Il procuratore ha sottolineato che le indagini riguardano reati di pericolo e non di danno. Una differenza non da poco. «Il reato di pericolo esiste – ha spiegato –  quando si riesce a dimostrare che una certa attività crea una situazione di concreto pericolo per l’incolumità di un numero indeterminato di persone. Questo reato sussisterebbe anche se non ci fosse alcuna persona che si è ammalata o è morta. L’indagine medico-legale ed epidemiologica non è stata disposta per identificare eventuali persone morte, ma per dimostrare che il pericolo è concreto e non puramente teorico o virtuale».

IL SINDACO E IL REFERENDUM SULL’ILVA – Ci sono dei passaggi nell’ordinanza che svelano il tipo di rapporto che si era instaurato tra i dirigenti Ilva e i rappresentanti istituzionali locali. A proposito dell’atteggiamento del primo cittadino di Taranto in merito al referendum sulla chiusura totale o parziale dell’Ilva, proposto dal comitato Taranto Futura, si legge: ”La seconda conversazione intercorsa il 29 luglio 2010 tra l’Archinà e il sindaco di Taranto Ezio Stefàno rivela (unitamente ad altre in cui si dirà nel prosieguo) come anche con il sindaco della città l’indagato intrattenesse utili rapporti confidenziali, al punto da spingersi a chiedere di fissare, per il referendum in questione (sulla chiusura parziale o totale dell’Ilva, ndr), una data “la più lontana possibile”, ricevendo in merito dallo Stefàno rassicurazioni immediate”.

I RAPPORTI CON STAMPA E TV – «Anche nel mese di ottobre 2010 – si legge nell’ordinanza – si registravano eventi di rilievo sul fronte dei rapporti tra Archinà e Assennato (direttore generale di Arpa Puglia, ndr) e su quello dei rapporti che Archinà intratteneva con la carta stampata e che gli consentivano di manipolare letteralmente la maggior parte dell’informazione locale che, con sistematicità, risultava accondiscendente, alle indicazioni e ai suggerimenti di Archinà”.

Nelle pagine del provvedimento emerge un rapporto privilegiato con i responsabili di due testate locali. Si citano sia il direttore di Taranto Sera, Michele Mascellaro, sia colui che all’epoca dei fatti era caposervizio per la redazione di Taranto del Nuovo Quotidiano di Puglia, Pierangelo Putzolu. Quest’ultimo giornale, in particolare, il 24 agosto del 2010, ha pubblicato, nella rubrica “Punto di Vista”, un articolo dal titolo “L’allarme berillio e i fondi pubblici per la bonifica”, a firma di un certo Angelo Battista, definito esperto ambientale, che secondo quanto scrive il gip non esisterebbe, ma sarebbe solo un’invenzione di Archinà.

L’articolo era teso a ridimensionare l’allarme berillio nel quartiere Tamburi. La analisi della caratterizzazione del suolo effettuate in alcune aree del quartiere, validate dal dipartimento tarantino di Arpa Puglia, avevano evidenziato una presenza di berillio superiore ai limiti tabellari di legge.
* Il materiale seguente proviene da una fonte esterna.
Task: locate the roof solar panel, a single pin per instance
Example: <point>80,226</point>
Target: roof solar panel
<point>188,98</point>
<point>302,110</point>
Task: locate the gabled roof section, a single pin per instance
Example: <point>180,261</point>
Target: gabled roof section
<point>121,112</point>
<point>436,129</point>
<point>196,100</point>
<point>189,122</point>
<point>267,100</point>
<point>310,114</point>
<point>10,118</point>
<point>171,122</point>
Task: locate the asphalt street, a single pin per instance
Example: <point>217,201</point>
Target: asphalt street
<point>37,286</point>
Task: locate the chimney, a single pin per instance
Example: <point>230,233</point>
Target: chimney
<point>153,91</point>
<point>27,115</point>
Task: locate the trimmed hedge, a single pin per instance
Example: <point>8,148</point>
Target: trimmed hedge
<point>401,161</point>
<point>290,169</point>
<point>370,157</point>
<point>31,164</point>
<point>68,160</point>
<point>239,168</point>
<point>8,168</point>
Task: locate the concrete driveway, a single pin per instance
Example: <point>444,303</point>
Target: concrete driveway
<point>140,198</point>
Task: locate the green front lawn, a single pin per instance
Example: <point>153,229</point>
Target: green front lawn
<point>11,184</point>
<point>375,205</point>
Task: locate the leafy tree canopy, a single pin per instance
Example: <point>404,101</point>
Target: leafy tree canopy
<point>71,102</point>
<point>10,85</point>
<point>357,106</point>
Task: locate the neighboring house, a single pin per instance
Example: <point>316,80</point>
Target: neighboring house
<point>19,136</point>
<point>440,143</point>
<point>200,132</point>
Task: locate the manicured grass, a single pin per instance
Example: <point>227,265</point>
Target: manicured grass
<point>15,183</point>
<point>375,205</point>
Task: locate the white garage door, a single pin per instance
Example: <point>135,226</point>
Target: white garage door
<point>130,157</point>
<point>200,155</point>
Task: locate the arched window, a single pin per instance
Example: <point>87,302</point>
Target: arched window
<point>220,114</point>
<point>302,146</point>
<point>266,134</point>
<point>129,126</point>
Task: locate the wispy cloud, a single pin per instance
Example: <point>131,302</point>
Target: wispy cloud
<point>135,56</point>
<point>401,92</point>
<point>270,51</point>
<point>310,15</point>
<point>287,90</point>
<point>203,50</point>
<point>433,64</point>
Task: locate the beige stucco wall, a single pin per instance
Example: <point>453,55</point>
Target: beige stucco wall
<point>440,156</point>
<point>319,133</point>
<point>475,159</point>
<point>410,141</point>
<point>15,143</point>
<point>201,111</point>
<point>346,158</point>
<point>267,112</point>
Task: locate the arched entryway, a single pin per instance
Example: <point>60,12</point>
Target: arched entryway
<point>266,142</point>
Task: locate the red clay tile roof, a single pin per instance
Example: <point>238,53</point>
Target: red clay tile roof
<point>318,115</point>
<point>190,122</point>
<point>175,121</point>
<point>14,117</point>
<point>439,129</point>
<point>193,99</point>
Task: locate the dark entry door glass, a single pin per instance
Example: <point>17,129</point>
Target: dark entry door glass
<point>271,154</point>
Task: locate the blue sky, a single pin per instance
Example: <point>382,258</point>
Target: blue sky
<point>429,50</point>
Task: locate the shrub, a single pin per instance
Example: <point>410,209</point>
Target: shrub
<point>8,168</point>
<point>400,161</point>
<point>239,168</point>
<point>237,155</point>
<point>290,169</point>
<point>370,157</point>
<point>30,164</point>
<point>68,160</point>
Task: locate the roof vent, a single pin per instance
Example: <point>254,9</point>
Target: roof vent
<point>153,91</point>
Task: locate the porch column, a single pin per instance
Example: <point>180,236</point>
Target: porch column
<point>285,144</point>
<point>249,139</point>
Tale esito aveva spinto il sindaco Stefàno ad emettere un’apposita ordinanza con carattere d’urgenza che vietava alla cittadinanza, ed in particolare ai bambini, di frequentare le aree contaminate da berillio al fine di evitare rischi per la salute.

In un altro passaggio dell’ordinanza, inoltre, si cita un’annotazione della polizia giudiziaria che tira in ballo l’emittente televisiva “Studio 100”:  “Si ritiene che il contratto pubblicitario rappresenti solo un escamotage per mascherare la dazione di denaro da parte dell’Ilva al gruppo di Cardamone per ottenere una linea editoriale favorevole”.